—La Polinesia debe estar lejos —dice el marinero; estamos al garete y pienso que debe de ser cierto: si no el mar sería un páramo cubierto de aguas de juguete y aluminio. El marinero salta (azul) sobre la cubierta, y agrega—: Esto es el sol (sostiene una bola anaranjada entre las manos) y allá abajo (señala) están las ruinas de Pompeya. —Debe ser cierto, pues no veo diarios de Río de Janeiro ni de Bombay y la orilla del Riachuelo, la Vuelta de Rocha, queda lejos, no a la vuelta.
Lejos.
El otro marinero (el vigía), dueño de una memoria desconcertada y vieja, se asoma por el palo mayor de aquella nave incierta y dice:
—No hay más allá. Llegamos al horizonte; hemos andado de cabeza todo el día. —Con él razono lo cierto del argumento, pues me pesan las manzanas del desayuno en Mar del Plata.
Almorzamos un pescado seco, de argamasa, cartón y peladuras de flores de azafrán; él se lleva la cola (del pescado); yo refresco mi garganta tragándome sus ojos.

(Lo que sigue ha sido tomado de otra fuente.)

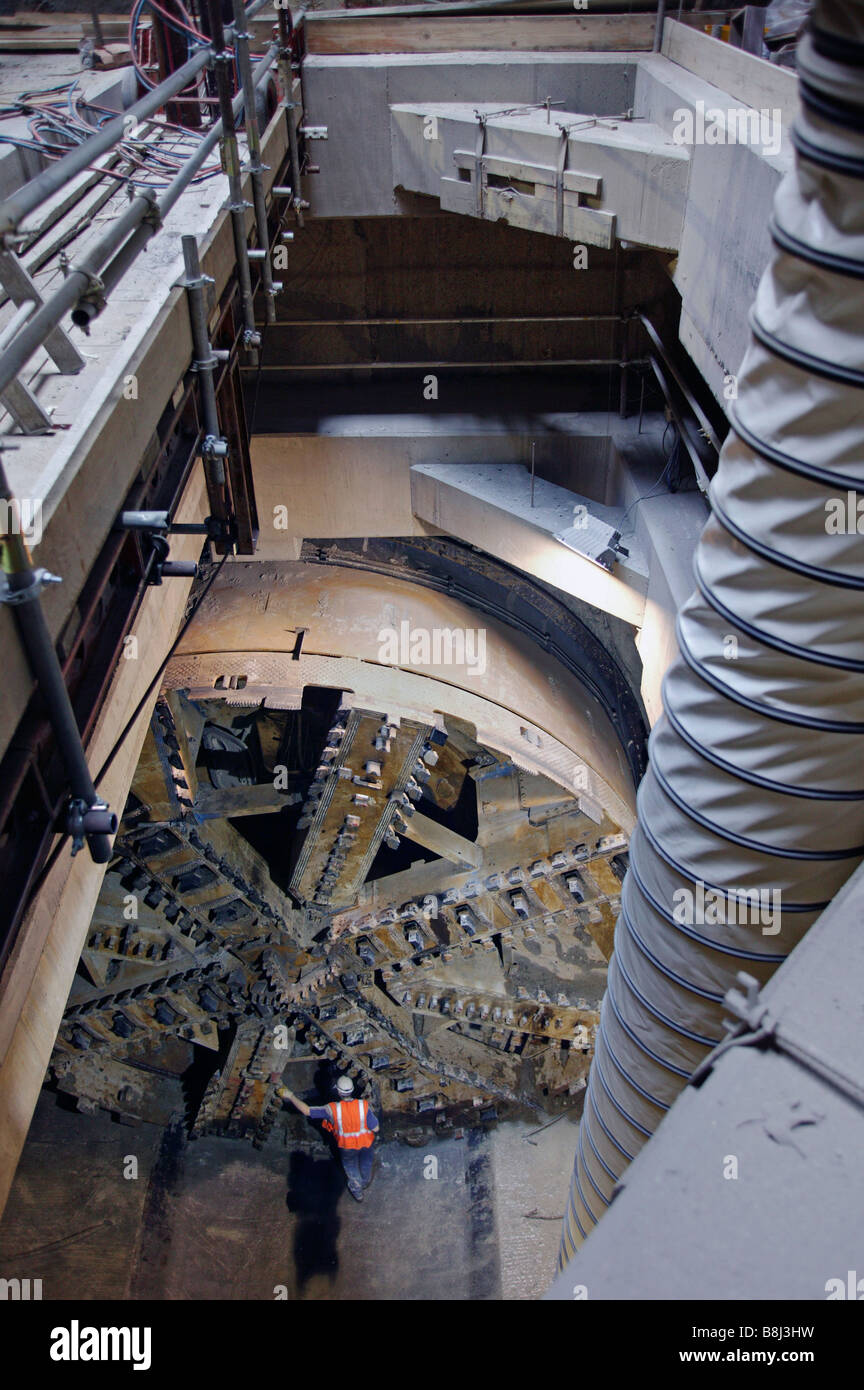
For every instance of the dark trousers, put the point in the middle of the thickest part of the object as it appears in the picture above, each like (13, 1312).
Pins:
(357, 1164)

El pez zarpa zarandeándose ciego y el marinero con el sol en sus manos se convierte en una mujer naufragante. Tiene el alma de alguien que ha vivido en Bangkok, en Venecia, en las ruinas de Troya, y algún día, me digo, lograré tocarla, poseer su ombligo en mis bolsillos repletos de arena, de alquitrán, y de maíz cocido con leche. Después de eso, él nunca más será un marinero ni tendrá el sol entre sus manos; la vida se le escapará por entre los dedos como fuego de San Telmo, como arena (azul, por lo líquido del aire), y a mí me dejarán subir a los barcos suicidados, a las nubes irresueltas; al bárbaro confín del Tártaro y a la costa infinita del pensamiento.
¿Qué pienso? Que naufragar es dulce en este mar. Oigo el murmullo de relojerías girando con la Tierra, con la nave del marinero que se escapa de mi mano y grita: —¡Tierra! —y me descubre— mujer imposible— entre sus brazos, y la descubro —mujer mutante muselina— en mis manos. De nuevo el sol es una bola naranja entre sus dedos mientras vamos al garete con proa hacia ninguna parte.